操場告白不了了之,陸淮倉皇離場,周圍人看我的目光充滿探究。
我卻懶得解釋,
重回十八歲的感覺很好,能重新沐浴在陽光下,擁有一段嶄新人生,是上天給我的機會。
這次我撕掉了所有與陸淮有關的照片和信件。
丟掉寫了他名字的一百顆折紙星星,
翻出一本本積灰的習題冊,攤滿書桌。
上一世,我的高考分數足以去京市重點大學,
卻因為陸淮一句“異地戀太苦”,自願留在了本地,最後碌碌終生。
這一次,不論陸淮怎麼與我搭話,我都始終態度冰冷,
遞來的紙條我看也不看丟進垃圾桶。
他送來的早餐,我轉身就給了後排沒吃飯的同學。
這座城市太小,我們兩家關系又那麼近,就連父母也不解我為什麼突然對他這樣冷漠,
我知道,隻有考出去,才能徹底擺脫他。
經歷過我幾次的刻意疏遠之後,他終於在放學路上攔住我,
少年看上去不復過去的意氣風發,神色頹靡,眼下全是烏青,如同被丟棄的小狗一樣,啞著嗓子問我:
“安安,
你到底怎麼了?我們之間……到底有什麼誤會?”
“我們談談,好嗎?”
我平靜道:“我們之間沒什麼好談的。
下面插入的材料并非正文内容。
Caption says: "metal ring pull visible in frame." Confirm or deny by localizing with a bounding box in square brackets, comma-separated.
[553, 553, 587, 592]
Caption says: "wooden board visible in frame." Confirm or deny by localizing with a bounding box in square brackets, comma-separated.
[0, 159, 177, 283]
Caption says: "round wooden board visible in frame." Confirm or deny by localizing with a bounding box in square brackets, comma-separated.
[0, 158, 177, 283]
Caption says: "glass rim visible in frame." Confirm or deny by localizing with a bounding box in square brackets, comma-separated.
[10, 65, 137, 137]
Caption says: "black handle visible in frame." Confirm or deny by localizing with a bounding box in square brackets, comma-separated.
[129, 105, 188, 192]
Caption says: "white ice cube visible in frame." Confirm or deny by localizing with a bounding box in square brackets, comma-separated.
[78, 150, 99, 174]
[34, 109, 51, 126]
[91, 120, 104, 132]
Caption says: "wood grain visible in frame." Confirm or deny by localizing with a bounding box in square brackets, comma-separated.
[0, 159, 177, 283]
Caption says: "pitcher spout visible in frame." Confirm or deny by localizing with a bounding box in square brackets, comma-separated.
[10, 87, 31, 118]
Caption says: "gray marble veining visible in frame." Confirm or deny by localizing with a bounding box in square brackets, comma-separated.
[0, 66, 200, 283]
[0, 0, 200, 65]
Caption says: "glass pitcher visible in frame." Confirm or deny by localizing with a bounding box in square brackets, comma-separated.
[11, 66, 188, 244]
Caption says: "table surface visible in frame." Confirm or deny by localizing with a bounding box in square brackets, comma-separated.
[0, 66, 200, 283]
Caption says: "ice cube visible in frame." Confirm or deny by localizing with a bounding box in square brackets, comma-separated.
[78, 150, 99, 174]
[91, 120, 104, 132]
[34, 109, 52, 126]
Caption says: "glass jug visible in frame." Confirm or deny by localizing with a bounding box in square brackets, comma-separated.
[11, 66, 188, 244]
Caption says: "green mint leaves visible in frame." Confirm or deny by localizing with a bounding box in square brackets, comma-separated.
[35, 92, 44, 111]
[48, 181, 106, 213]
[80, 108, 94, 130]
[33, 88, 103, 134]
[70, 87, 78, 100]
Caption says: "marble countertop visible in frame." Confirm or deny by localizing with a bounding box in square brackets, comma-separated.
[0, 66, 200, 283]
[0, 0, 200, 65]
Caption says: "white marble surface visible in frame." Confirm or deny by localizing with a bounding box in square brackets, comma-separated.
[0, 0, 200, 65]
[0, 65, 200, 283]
”
“你再來煩我,我會告訴教導主任,你騷擾女同學。高三了,陸淮,你也不想背處分吧。”
說完,我不再看他蒼白的臉,
側身繞過他,像避開一堆垃圾。
隻是沒想到,第二天到教室時,
我的課桌被紅色墨水塗滿了“渣女去S”,書包裡塞著發餿的垃圾。
餘光注意到後排女生們仇視的目光,我並不覺得意外。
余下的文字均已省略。